I would like to know if there is a way to take an artist name and put him or her on a "faculty" of an album so that whenever I search for an artist all the albums they are on will pop up. I understand that this feature isn't needed, and wouldn't be used for common "rock" music but for classical and jazz stuff, it would be very helpful. Is there some sort of hack to get this? Is there a way I can suggest to Apple to make such a feature? I went into iTunes and to the link that says provide suggestions but it was for music, not a feature of the actual app.
Thanks!
Thanks!
Comments
Artist/Composer/Comments don't provide the desired flexibility?
There are also the composer and grouping fields you could use as well.
Call me wacky, but it seemed obvious to me?
Let me put this another way... what info *other* than composer/artist are you looking to add?
Most jazz albums do not use a specific name, they simply list the faculty on the CD. I would be fine with that, but sometimes I want to search by musician correlating to the album.
I love smart playlists.
Hmm. While this might be doable, I don't see it happening for one reason - Apple considers the UI on the iPod to be, pretty much, just for playback. This is one reason the UI is so simple... it can get away with it, because the *real* UI is back in iTunes. They're a matched set. iTunes is the modifying, searching, manipulator interface, and the iPod is the on-the-go minimalist playback interface. In theory.
Originally posted by Kickaha
Ah, got it. I was thinking you wanted to search in iTunes, and that works fine, but you're right, on the iPod it is harder. Gotcha.
Hmm. While this might be doable, I don't see it happening for one reason - Apple considers the UI on the iPod to be, pretty much, just for playback. This is one reason the UI is so simple... it can get away with it, because the *real* UI is back in iTunes. They're a matched set. iTunes is the modifying, searching, manipulator interface, and the iPod is the on-the-go minimalist playback interface. In theory.
True, but if John Coltrane is selected on the iPod, his albums show up that are listed as John Coltrane, not Thelonious Monk & John Coltrane Live At Carnegie Hall. That's what I'd really like to have, especially with a car-mounted iPod/headunit to use on 600-miles trips home from college. After so many, it's hard to remember who was on who with what.
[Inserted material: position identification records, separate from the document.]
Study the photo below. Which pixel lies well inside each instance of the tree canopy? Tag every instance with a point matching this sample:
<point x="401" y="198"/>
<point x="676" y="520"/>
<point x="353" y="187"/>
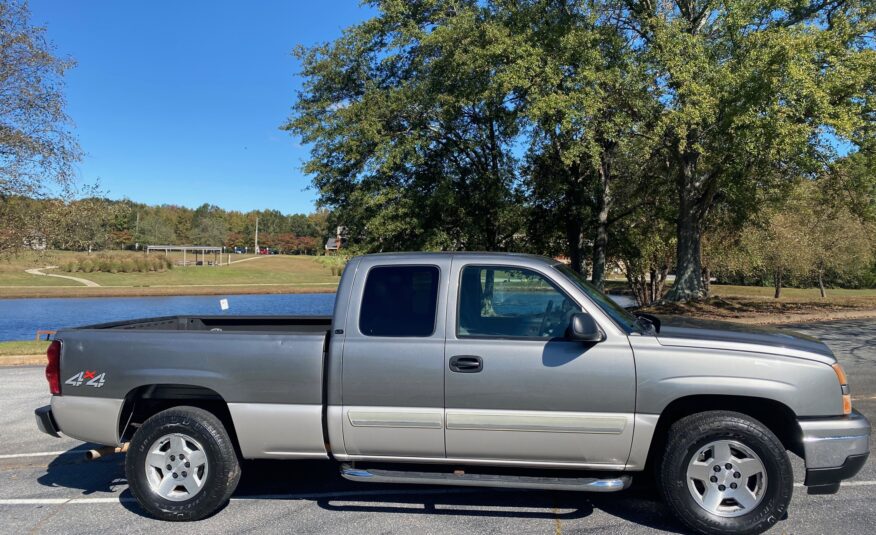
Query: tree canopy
<point x="599" y="130"/>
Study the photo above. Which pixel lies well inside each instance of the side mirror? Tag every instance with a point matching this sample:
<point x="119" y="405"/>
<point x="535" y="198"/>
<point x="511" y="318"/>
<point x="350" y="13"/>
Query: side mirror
<point x="584" y="329"/>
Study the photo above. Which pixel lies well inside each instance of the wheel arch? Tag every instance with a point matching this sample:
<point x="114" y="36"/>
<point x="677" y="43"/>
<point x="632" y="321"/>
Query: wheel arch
<point x="775" y="415"/>
<point x="147" y="400"/>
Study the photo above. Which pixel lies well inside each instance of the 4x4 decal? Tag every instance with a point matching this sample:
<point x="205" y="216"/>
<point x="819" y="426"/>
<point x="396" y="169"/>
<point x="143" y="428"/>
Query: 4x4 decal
<point x="90" y="378"/>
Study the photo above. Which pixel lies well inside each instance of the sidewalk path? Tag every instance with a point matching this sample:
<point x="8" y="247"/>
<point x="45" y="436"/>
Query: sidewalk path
<point x="39" y="271"/>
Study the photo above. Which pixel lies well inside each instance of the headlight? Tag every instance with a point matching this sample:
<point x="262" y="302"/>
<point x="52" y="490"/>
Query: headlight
<point x="844" y="386"/>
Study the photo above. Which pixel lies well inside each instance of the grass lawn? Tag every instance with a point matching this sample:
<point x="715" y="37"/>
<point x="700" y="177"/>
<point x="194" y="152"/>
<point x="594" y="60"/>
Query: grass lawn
<point x="23" y="348"/>
<point x="246" y="274"/>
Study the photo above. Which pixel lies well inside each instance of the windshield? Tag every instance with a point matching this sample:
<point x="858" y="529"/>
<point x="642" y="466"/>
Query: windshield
<point x="619" y="314"/>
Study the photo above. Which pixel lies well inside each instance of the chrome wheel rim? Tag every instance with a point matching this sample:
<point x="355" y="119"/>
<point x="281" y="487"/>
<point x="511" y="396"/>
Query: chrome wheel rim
<point x="176" y="467"/>
<point x="726" y="478"/>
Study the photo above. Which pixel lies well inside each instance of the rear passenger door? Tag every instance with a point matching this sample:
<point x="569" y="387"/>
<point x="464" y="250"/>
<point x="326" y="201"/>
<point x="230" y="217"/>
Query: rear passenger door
<point x="393" y="360"/>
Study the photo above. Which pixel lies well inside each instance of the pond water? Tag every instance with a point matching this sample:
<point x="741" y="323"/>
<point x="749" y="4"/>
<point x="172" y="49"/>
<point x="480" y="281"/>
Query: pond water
<point x="21" y="318"/>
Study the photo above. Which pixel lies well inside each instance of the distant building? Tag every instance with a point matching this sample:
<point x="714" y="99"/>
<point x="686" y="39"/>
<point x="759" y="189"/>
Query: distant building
<point x="337" y="242"/>
<point x="35" y="241"/>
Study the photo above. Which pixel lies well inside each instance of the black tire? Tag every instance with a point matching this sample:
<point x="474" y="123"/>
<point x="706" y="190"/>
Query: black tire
<point x="691" y="434"/>
<point x="219" y="482"/>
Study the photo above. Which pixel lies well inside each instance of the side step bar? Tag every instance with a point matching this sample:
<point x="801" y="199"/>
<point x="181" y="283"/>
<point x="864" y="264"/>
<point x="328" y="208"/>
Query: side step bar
<point x="581" y="484"/>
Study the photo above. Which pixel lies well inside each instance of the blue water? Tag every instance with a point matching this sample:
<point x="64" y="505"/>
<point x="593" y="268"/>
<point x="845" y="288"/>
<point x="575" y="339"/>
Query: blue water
<point x="21" y="318"/>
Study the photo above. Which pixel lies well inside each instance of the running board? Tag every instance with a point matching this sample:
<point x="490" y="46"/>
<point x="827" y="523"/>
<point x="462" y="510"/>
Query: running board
<point x="459" y="478"/>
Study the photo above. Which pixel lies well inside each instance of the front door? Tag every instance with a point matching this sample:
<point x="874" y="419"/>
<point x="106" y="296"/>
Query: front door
<point x="393" y="360"/>
<point x="516" y="389"/>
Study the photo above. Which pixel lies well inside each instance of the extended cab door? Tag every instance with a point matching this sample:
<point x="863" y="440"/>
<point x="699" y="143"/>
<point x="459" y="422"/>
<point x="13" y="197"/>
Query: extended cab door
<point x="516" y="389"/>
<point x="393" y="358"/>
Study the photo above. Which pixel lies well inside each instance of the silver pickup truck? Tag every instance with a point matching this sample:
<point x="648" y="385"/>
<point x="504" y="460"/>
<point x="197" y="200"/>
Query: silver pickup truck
<point x="479" y="369"/>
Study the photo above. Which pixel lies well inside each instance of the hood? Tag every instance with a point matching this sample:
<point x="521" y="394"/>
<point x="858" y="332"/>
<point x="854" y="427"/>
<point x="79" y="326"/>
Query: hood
<point x="680" y="331"/>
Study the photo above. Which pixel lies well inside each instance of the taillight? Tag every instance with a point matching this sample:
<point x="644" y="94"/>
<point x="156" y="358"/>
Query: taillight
<point x="844" y="387"/>
<point x="53" y="367"/>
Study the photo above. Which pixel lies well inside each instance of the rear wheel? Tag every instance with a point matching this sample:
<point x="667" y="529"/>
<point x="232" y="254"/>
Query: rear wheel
<point x="181" y="464"/>
<point x="724" y="472"/>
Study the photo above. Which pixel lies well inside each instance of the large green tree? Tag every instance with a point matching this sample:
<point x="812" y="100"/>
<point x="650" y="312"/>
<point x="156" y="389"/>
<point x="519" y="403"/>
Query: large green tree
<point x="412" y="127"/>
<point x="37" y="149"/>
<point x="754" y="93"/>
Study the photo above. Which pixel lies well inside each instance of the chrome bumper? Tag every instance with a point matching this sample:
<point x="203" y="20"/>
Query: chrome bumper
<point x="834" y="449"/>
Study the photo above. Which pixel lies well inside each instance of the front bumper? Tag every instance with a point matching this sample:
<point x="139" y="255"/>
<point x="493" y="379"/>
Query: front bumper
<point x="835" y="449"/>
<point x="46" y="421"/>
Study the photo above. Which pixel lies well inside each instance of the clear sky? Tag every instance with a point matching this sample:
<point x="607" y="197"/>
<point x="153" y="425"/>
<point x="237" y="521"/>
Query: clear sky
<point x="181" y="102"/>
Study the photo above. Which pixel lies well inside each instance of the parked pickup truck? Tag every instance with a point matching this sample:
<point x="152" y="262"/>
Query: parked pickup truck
<point x="479" y="369"/>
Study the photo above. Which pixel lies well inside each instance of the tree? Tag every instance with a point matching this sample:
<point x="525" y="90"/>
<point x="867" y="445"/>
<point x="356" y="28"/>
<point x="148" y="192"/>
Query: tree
<point x="37" y="149"/>
<point x="209" y="226"/>
<point x="89" y="223"/>
<point x="587" y="95"/>
<point x="842" y="244"/>
<point x="748" y="90"/>
<point x="411" y="129"/>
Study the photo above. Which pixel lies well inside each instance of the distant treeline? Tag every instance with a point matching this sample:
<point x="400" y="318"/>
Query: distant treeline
<point x="95" y="223"/>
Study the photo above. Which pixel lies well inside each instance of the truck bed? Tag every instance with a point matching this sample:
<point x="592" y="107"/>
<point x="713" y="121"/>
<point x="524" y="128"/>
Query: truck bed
<point x="279" y="324"/>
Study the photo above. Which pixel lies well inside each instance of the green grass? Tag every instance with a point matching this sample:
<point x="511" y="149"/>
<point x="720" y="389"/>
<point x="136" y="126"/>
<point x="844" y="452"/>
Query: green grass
<point x="23" y="348"/>
<point x="793" y="294"/>
<point x="266" y="270"/>
<point x="270" y="273"/>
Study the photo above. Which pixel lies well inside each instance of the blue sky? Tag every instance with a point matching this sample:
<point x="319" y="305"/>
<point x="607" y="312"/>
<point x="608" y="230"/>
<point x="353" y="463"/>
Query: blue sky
<point x="181" y="102"/>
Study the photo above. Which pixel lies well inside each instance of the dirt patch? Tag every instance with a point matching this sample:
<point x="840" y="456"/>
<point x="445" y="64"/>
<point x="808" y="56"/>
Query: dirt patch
<point x="762" y="311"/>
<point x="145" y="291"/>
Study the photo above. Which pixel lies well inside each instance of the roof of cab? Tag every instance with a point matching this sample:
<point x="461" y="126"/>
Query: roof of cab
<point x="467" y="254"/>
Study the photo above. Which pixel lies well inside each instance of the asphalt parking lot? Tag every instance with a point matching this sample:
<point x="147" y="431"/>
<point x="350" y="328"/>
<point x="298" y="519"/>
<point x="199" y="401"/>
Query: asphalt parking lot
<point x="47" y="486"/>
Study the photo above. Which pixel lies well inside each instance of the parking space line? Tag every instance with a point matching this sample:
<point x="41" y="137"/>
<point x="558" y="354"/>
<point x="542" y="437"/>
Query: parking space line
<point x="40" y="454"/>
<point x="305" y="496"/>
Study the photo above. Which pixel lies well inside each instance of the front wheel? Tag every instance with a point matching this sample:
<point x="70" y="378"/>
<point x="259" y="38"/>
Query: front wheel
<point x="724" y="472"/>
<point x="181" y="464"/>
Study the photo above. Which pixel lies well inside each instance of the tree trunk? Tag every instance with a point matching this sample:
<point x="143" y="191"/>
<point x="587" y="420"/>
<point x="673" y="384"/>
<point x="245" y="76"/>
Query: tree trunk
<point x="695" y="195"/>
<point x="487" y="294"/>
<point x="574" y="234"/>
<point x="821" y="284"/>
<point x="778" y="282"/>
<point x="600" y="243"/>
<point x="707" y="281"/>
<point x="688" y="284"/>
Originally posted by Kickaha
Right, I got what you meant. Interesting idea, but it has some underlying gotchas that are legacy issues (such as the file layout mimicing the artist organization...). One to ponder.
Ouch.
Originally posted by Project2501
Other thing that WMP excels in is acquiring artist/record info from internet database, people say that it promotes piracy, but at least people know whose property they are stealing, and maybe if they like it, they know who to promote. WMP is horrible player, but in someways it is still better than iTunes
Select track. Advanced -> Get CD Track Names.
Or is this not what you were talking about?
Originally posted by Project2501
I think windows media player does just that, it uses semicolon to separate different artists in artist tag.
That angers me.
Originally posted by Kickaha
Select track. Advanced -> Get CD Track Names.
Or is this not what you were talking about?
I know that iTunes can fetch names for cd tracks from net, but I was talkin of all music on your machine, those random mp3's as well
Originally posted by iShawn
That angers me.
Why does it anger you? That MS actually made something really useful or that your beloved iTunes doesn't know what to do with tracks named like that?
Originally posted by Project2501
Why does it anger you? That MS actually made something really useful or that your beloved iTunes doesn't know what to do with tracks named like that?
Office has been useful for a long time, until I found everything I need done can be done natively with what comes with my mac out of the box (TextEdit - Word). In my own fantasy; I envisioned iTunes to be able to understand comma separators.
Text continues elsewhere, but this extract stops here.